SINJ-DF
LEI Nº 1.971, DE 22 DE JUNHO DE 1998

LEI Nº 1.971, DE 22 DE JUNHO DE 1998
DODF DE 23.06.1998

Reserva percentual de vagas no quadro de pessoal dos Poderes Executivo e Legislativo do Distrito Federal para as pessoas portadoras da síndrome de Down.


Faço saber que a Câmara Legislativa do Distrito Federal aprovou, o Governador do Distrito Federal, nos termos do §3º do art. 74 da Lei Orgânica do Distrito Federal, sancionou, e eu, Presidente da Câmara Legislativa do Distrito Federal, na forma do §6º do mesmo artigo, promulgo a seguinte Lei:

Art. 1° O Poder Legislativo reservará um por cento das vagas de seus quadros de pessoal para serem preenchidas por pessoas portadoras da síndrome de Down, ficando o Poder Executivo autorizado a reservar mesmo percentual para igual finalidade nos quadros de pessoal dos órgãos da administração direta, indireta e fundacional do Distrito Federal.
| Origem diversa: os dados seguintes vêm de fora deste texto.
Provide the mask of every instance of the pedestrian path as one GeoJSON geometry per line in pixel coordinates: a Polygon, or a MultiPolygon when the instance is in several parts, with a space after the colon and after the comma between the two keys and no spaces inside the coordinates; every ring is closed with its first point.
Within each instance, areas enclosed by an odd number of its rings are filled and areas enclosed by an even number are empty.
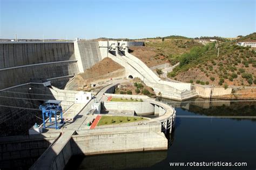
{"type": "Polygon", "coordinates": [[[102,118],[100,115],[97,115],[95,119],[94,120],[92,124],[91,125],[91,127],[90,128],[90,130],[95,129],[98,123],[99,122],[99,120],[102,118]]]}

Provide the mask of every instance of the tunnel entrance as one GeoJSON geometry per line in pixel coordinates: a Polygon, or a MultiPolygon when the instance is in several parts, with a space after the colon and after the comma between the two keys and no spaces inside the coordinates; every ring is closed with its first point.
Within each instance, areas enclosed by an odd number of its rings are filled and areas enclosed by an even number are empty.
{"type": "Polygon", "coordinates": [[[130,75],[129,77],[128,77],[129,78],[130,78],[130,79],[133,79],[133,77],[132,77],[132,75],[130,75]]]}

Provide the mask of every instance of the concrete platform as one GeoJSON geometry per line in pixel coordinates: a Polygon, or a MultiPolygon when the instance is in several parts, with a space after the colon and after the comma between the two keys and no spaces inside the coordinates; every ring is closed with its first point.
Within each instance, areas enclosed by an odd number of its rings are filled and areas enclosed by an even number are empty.
{"type": "Polygon", "coordinates": [[[85,106],[84,103],[74,103],[70,108],[63,113],[64,120],[73,120],[85,106]]]}

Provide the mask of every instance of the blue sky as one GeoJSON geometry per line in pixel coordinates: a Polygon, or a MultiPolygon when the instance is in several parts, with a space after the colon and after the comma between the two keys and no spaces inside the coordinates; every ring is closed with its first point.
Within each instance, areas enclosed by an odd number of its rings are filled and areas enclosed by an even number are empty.
{"type": "Polygon", "coordinates": [[[255,0],[0,0],[0,38],[233,37],[256,31],[255,0]]]}

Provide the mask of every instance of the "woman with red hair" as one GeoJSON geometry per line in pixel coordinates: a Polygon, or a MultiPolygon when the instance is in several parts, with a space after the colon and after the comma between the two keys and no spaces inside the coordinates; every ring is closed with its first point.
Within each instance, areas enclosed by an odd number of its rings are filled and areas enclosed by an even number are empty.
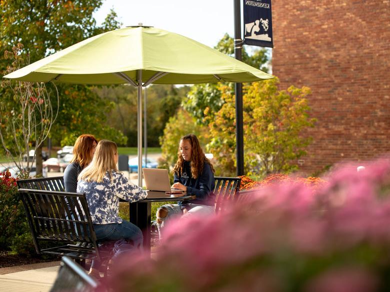
{"type": "Polygon", "coordinates": [[[73,147],[73,158],[64,172],[65,191],[76,193],[77,177],[92,161],[98,140],[92,135],[82,135],[76,140],[73,147]]]}

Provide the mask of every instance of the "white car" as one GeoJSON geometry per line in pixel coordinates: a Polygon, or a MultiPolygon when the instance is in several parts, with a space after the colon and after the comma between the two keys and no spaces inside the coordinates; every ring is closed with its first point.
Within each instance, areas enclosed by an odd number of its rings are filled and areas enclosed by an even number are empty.
{"type": "MultiPolygon", "coordinates": [[[[10,173],[11,174],[11,176],[15,178],[18,177],[18,175],[19,174],[19,173],[20,172],[19,170],[19,169],[14,166],[3,167],[2,168],[2,169],[3,170],[1,172],[4,172],[6,170],[8,170],[10,172],[10,173]]],[[[34,177],[36,175],[36,167],[35,166],[31,168],[29,175],[31,177],[34,177]]],[[[42,169],[42,176],[44,177],[48,177],[48,172],[46,171],[46,170],[45,169],[45,168],[43,168],[42,169]]]]}
{"type": "Polygon", "coordinates": [[[57,157],[58,158],[62,158],[66,154],[73,154],[73,146],[66,146],[62,147],[60,150],[57,151],[57,157]]]}

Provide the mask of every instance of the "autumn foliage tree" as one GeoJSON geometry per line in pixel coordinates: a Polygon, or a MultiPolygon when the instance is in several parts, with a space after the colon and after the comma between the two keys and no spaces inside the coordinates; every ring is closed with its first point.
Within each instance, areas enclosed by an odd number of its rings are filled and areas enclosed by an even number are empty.
{"type": "MultiPolygon", "coordinates": [[[[306,154],[310,138],[302,134],[314,126],[306,97],[308,87],[278,88],[278,78],[254,82],[244,87],[244,155],[250,175],[288,173],[298,169],[296,160],[306,154]]],[[[216,157],[216,168],[224,175],[236,170],[234,96],[222,87],[225,103],[210,125],[212,137],[208,151],[216,157]]]]}
{"type": "MultiPolygon", "coordinates": [[[[32,63],[83,39],[118,28],[120,23],[112,10],[101,26],[96,25],[92,13],[102,2],[2,0],[0,54],[22,43],[21,53],[32,63]]],[[[2,76],[9,65],[9,60],[0,58],[2,76]]],[[[54,89],[50,83],[46,86],[48,90],[54,89]]],[[[58,84],[57,88],[59,102],[54,100],[53,105],[58,107],[59,114],[49,134],[54,144],[72,144],[78,135],[85,133],[112,139],[120,144],[126,143],[120,131],[107,125],[105,113],[112,106],[109,101],[100,98],[88,86],[58,84]]],[[[13,94],[9,87],[0,89],[2,98],[6,103],[12,103],[13,94]]],[[[9,113],[10,108],[2,108],[2,115],[9,113]]]]}
{"type": "MultiPolygon", "coordinates": [[[[6,57],[12,61],[6,72],[10,73],[28,64],[26,56],[21,53],[22,44],[12,48],[12,51],[6,51],[6,57]]],[[[0,100],[0,138],[7,156],[20,170],[28,174],[35,159],[37,148],[41,147],[46,139],[58,115],[58,94],[54,90],[46,89],[40,82],[28,82],[3,80],[2,87],[12,90],[12,100],[0,100]],[[54,106],[54,100],[56,106],[54,106]],[[32,161],[29,157],[30,150],[34,150],[32,161]]]]}

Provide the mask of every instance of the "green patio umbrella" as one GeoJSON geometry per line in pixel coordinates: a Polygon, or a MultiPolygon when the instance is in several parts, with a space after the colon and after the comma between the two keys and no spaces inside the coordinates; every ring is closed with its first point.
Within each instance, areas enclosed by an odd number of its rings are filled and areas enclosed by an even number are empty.
{"type": "Polygon", "coordinates": [[[182,35],[136,26],[92,36],[4,78],[138,88],[138,177],[142,185],[142,87],[150,84],[244,82],[273,78],[182,35]]]}

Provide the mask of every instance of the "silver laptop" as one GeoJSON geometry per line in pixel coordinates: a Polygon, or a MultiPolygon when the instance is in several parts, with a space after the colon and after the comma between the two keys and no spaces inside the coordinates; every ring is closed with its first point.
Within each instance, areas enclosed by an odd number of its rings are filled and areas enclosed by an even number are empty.
{"type": "MultiPolygon", "coordinates": [[[[180,192],[180,190],[171,189],[168,170],[164,168],[142,168],[145,186],[149,191],[158,192],[180,192]]],[[[184,192],[184,191],[181,191],[184,192]]]]}

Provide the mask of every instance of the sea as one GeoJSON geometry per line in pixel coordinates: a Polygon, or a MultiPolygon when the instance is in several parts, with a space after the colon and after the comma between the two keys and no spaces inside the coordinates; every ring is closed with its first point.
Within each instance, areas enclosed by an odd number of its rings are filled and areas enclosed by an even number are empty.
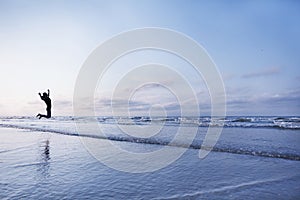
{"type": "Polygon", "coordinates": [[[300,199],[300,117],[3,116],[0,199],[300,199]]]}

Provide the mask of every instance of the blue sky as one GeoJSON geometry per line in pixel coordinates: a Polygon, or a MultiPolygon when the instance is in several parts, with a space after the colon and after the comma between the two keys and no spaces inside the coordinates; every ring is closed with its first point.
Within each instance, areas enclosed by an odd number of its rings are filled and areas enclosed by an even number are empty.
{"type": "MultiPolygon", "coordinates": [[[[300,115],[299,10],[298,1],[276,0],[0,0],[0,115],[43,111],[37,93],[48,88],[54,115],[72,115],[76,77],[89,54],[112,36],[143,27],[182,32],[207,50],[224,80],[228,115],[300,115]]],[[[205,85],[193,86],[208,114],[205,85]]],[[[173,97],[157,99],[164,91],[144,88],[131,109],[172,105],[173,97]]],[[[105,115],[107,97],[98,92],[105,115]]]]}

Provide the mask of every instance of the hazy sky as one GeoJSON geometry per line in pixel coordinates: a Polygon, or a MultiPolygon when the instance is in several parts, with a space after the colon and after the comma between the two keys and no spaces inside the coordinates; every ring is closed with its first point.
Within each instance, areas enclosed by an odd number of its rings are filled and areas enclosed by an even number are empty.
{"type": "MultiPolygon", "coordinates": [[[[143,27],[179,31],[207,50],[224,80],[228,115],[300,115],[299,10],[296,0],[0,0],[0,115],[43,112],[37,93],[48,88],[53,115],[72,115],[74,84],[89,54],[112,36],[143,27]]],[[[169,56],[151,51],[135,56],[145,55],[169,56]]],[[[203,82],[177,58],[165,60],[190,76],[203,114],[209,113],[203,82]]],[[[116,63],[107,91],[120,71],[116,63]]],[[[99,115],[107,114],[105,95],[98,91],[99,115]]],[[[142,114],[151,104],[174,105],[174,96],[155,85],[132,100],[131,109],[142,114]]]]}

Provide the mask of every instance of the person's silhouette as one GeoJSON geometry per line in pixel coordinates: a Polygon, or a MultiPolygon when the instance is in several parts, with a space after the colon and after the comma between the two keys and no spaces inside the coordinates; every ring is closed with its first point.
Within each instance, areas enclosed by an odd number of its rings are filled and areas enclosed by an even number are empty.
{"type": "Polygon", "coordinates": [[[46,92],[43,93],[43,96],[41,95],[41,93],[39,93],[41,99],[46,103],[47,108],[47,115],[42,115],[42,114],[38,114],[36,117],[38,117],[39,119],[41,119],[42,117],[45,118],[50,118],[51,117],[51,99],[50,99],[50,90],[48,89],[48,94],[46,92]]]}

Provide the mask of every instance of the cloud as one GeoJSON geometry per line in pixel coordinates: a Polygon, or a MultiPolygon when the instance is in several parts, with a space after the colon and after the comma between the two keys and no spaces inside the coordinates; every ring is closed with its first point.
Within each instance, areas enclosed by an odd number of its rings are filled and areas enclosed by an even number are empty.
{"type": "Polygon", "coordinates": [[[273,68],[268,68],[257,72],[244,74],[242,75],[242,78],[257,78],[257,77],[271,76],[274,74],[278,74],[279,71],[280,71],[279,68],[273,67],[273,68]]]}
{"type": "Polygon", "coordinates": [[[229,115],[299,115],[300,90],[227,96],[229,115]]]}

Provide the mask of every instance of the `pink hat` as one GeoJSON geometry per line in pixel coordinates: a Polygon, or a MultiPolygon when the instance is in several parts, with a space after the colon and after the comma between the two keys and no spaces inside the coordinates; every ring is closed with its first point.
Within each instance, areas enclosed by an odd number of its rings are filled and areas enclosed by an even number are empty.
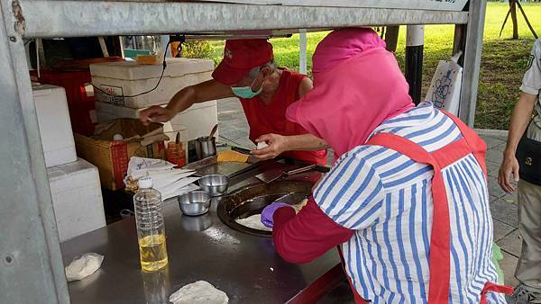
{"type": "Polygon", "coordinates": [[[371,29],[334,31],[312,58],[314,89],[286,115],[325,139],[335,157],[363,145],[383,121],[414,106],[394,55],[371,29]]]}

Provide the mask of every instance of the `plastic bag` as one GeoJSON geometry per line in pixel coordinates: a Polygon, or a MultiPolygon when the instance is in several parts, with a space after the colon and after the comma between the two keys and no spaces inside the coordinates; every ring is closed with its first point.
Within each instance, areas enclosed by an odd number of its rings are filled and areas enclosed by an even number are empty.
{"type": "Polygon", "coordinates": [[[440,60],[425,98],[436,108],[454,115],[458,115],[460,105],[463,67],[457,61],[461,56],[462,51],[453,56],[451,60],[440,60]]]}

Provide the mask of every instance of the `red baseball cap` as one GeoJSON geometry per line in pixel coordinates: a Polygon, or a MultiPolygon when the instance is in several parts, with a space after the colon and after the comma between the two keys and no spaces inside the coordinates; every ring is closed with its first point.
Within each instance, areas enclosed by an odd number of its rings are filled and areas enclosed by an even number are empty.
{"type": "Polygon", "coordinates": [[[241,81],[251,69],[272,60],[272,45],[265,39],[240,39],[225,41],[224,58],[212,77],[224,85],[241,81]]]}

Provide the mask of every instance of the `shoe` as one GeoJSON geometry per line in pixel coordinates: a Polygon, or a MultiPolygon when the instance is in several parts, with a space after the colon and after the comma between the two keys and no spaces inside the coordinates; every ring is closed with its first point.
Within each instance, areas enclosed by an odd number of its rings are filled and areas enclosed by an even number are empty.
{"type": "Polygon", "coordinates": [[[511,296],[515,304],[541,304],[541,291],[518,285],[511,296]]]}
Parágrafo único. Para efeito no disposto neste artigo, as vagas não preenchidas por pessoas portadoras da síndrome de Down serão utilizadas por portadores de outras deficiências amparados pela Lei nº 160, de 2 de setembro de 1991.

Art. 2° O processo seletivo das pessoas portadoras da síndrome de Down far-se-á por meio de sistema diferenciado e de critérios especiais estabelecidos por equipe multiprofissional formada por representantes da Coordenadoria Nacional para Integração da Pessoa Portadora de Deficiência - CORDE, das Secretarias da Criança e Assistência 

Social, da Saúde e da Educação e das instituições locais de amparo ao excepcional, legalmente reconhecidas.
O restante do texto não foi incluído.